The support for chaining data generation together
is another thing that benefits here. In Hypothesis
you can chain strategies together like this:


```python
class SearchStrategy:
    def do_draw(self, data):
        raise NotImplementedError()

    def flatmap(self, bind):
        return FlatmappedStrategy(self, bind)


class FlatmappedStrategy(SearchStrategy):
    def __init__(self, base, bind):
        super().__init__()
        self.base = base
        self.bind = bind

    def do_draw(self, data):
        value = data.draw(self.base)
        return data.draw(self.bind(value))
```

The idea is that flatmap lets you chain strategy definitions together by
drawing data that is dependent on a value from other strategies.
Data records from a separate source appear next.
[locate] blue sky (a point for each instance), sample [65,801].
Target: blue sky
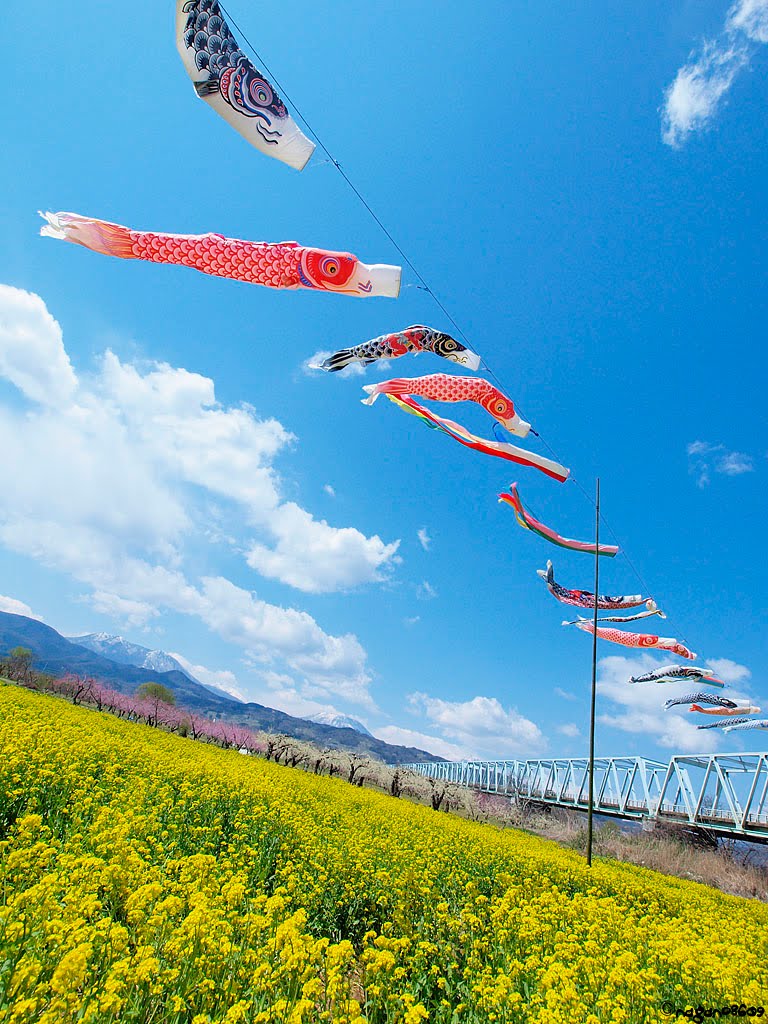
[584,189]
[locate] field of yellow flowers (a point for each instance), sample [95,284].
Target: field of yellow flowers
[147,878]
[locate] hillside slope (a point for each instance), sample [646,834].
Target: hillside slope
[162,879]
[57,655]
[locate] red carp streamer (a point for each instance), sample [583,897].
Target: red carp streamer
[498,449]
[527,521]
[644,640]
[446,387]
[274,264]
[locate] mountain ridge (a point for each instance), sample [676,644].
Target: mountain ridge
[57,655]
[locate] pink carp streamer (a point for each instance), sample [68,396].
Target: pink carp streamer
[446,387]
[412,340]
[627,619]
[585,599]
[274,264]
[742,726]
[527,521]
[702,697]
[733,723]
[644,640]
[498,449]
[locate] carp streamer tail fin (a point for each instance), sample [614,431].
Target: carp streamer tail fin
[100,236]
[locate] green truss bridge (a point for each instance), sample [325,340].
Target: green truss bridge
[726,794]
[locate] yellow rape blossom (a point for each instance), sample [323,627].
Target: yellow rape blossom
[147,878]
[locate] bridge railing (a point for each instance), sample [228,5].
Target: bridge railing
[727,793]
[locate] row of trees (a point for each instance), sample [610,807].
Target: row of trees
[155,705]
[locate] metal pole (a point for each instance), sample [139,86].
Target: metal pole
[594,677]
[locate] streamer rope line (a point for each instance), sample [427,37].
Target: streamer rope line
[425,285]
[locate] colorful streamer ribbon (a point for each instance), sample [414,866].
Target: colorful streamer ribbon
[527,521]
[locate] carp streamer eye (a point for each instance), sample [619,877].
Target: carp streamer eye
[260,92]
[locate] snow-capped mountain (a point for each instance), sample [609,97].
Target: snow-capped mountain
[338,721]
[125,652]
This works fairly well in modern Hypothesis, but has historically (e.g. in
test.check or pre 3.0 Hypothesis) been a problem for integrated testing and
generation.

The reason this is normally a problem is that if you shrink the first value
you've drawn then you essentially *have* to invalidate the value drawn from
bind(value): There's no real way to retain it because it came from a completely
different generator. This potentially results in throwing away a lot of
previous work if a shrink elsewhere suddenly makes it to shrink the
initial value.

With the Hypothesis byte stream approach this is mostly a non-issue: As long as
the new strategy has roughly the same shape as the old strategy it will just
pick up where the old shrinks left off because they operate on the same
underlying byte stream.

This sort of structure *does* cause problems for Hypothesis if shrinking the
first value would change the structure of the bound strategy too much, but
in practice it usually seems to work out pretty well because there's enough
flexibility in how the shrinks happen that the shrinker can usually work past
it.

This model has proven pretty powerful even in its current form, but there's
also a lot of scope to expand it.

But hopefully not by too much. One of the advantages of the model in its
current form though is its simplicity. The [Hypothesis for Java
prototype](https://github.com/HypothesisWorks/hypothesis-java) was written in
an afternoon and is pretty powerful. The whole of the Conjecture implementation
in Python is a bit under a thousand significant lines of fairly portable code.
Although the strategy library and testing interface are still a fair bit of
work, I'm still hopeful that the Hypothesis/Conjecture approach is the tool
needed to bring an end to the dark era of property based testing libraries
that don't implement shrinking at all.